Multicenter comparison of PEG-IFN alpha 2a or alpha 2b plus ribavirin for treatment-naive HCV patient in Korean populationopen access
- Authors
- Jin, Young-Joo; Lee, Jin-Woo; Lee, Jung Il; Park, Sang Hoon; Park, Choong Kee; Kim, Young Seok; Jeong, Sook-Hyang; Kim, Yun Soo; Kim, Ju Hyun; Hwang, Seong Gyu; Rim, Kyu Sung; Yim, Hyung Joon; Cheong, Jae Youn; Cho, Sung Won; Lee, June Sung; Park, Young Min; Jang, Jeong Won; Lee, Chun Kyon; Sohn, Joo Hyun; Yang, Jin Mo; Han, Seungbong
- Issue Date
- 29-Apr-2013
- Publisher
- BIOMED CENTRAL LTD
- Keywords
- Chronic hepatitis C; Pegylated interferon alfa-2a; Pegylated interferon alfa-2b; Ribavirin; Sustained virological response
- Citation
- BMC GASTROENTEROLOGY, v.13
- Indexed
- SCIE
SCOPUS
- Journal Title
- BMC GASTROENTEROLOGY
- Volume
- 13
- URI
- https://scholarworks.korea.ac.kr/kumedicine/handle/2020.sw.kumedicine/10798
- DOI
- 10.1186/1471-230X-13-74
- ISSN
- 1471-230X
- Abstract
- Background: Two recent Italian studies suggested that Pegylated-interferon (PEG-IFN) alfa-2a achieves a higher sustained virological response (SVR) rate than PEG-IFN alfa-2b.

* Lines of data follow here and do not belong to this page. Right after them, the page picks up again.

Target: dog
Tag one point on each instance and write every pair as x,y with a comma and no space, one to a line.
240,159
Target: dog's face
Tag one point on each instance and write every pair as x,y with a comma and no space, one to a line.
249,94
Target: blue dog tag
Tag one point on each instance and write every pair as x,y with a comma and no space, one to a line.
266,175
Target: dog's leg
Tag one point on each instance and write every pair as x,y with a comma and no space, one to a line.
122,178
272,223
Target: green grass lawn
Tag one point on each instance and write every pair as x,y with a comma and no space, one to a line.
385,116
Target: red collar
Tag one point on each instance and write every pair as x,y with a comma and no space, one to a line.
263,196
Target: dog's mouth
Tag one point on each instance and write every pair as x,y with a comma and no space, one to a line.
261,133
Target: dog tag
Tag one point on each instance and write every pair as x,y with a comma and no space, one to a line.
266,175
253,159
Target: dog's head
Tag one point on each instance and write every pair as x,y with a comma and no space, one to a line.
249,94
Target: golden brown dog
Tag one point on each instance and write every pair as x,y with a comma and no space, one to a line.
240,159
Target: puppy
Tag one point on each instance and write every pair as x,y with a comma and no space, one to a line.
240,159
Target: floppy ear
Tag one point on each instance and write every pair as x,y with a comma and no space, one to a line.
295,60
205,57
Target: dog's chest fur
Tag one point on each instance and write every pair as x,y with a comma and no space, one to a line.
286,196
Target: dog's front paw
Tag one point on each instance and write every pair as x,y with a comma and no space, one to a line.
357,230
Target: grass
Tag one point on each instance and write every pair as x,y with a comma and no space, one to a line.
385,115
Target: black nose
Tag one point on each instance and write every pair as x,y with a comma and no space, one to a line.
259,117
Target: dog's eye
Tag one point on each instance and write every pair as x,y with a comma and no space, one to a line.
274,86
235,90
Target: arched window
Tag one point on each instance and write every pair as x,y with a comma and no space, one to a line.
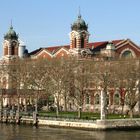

We intended to compare the efficacy and safety of PEG-IFN alfa-2a with those of PEG-IFN alfa-2b in Korean patients with chronic hepatitis C virus (HCV). Methods: This retrospective, multi-center trial was conducted on 661 treatment-naive chronic HCV patients. Patients received PEG-IFN alfa-2a (180 mu g/week; n=402) or PEG-IFN alfa-2b (1.5 mu g/kg/week; n=259) with ribavirin (800-1200 mg/day) for 24 or 48 weeks according to HCV genotypes. Results: Early virologic response and sustained virologic response (SVR) rates were not significantly different between two PEG-IFN groups both in patients with HCV genotype 1 (all P-values>0.05) and 2/3 (all P-values>0.05). SVR rates were not different between two groups in each categorized baseline characteristics: age (years) (<= 50 and >50), HCV viral load (IU/mL) (<= 7x10(5) and >7x10(5)), and hepatic fibrosis (F0-2 and F3-4) (all P-values >0.05). In additional analysis for 480 patients who sufficiently complied with treatment doses and duration (80/80/80 rule) and propensity-score matched analysis, SVR rates were not different between two groups both in patients with HCV genotype 1 and 2/3 (all P-values >0.05). Adverse event rates were similar between two groups. Conclusions: Unlike the Western data, efficacy and safety of PEG-IFN alfa-2a were similar to those of PEG-IFN alfa-2b in chronically HCV-infected Korean patients regardless of age, HCV viral load, and hepatic fibrosis.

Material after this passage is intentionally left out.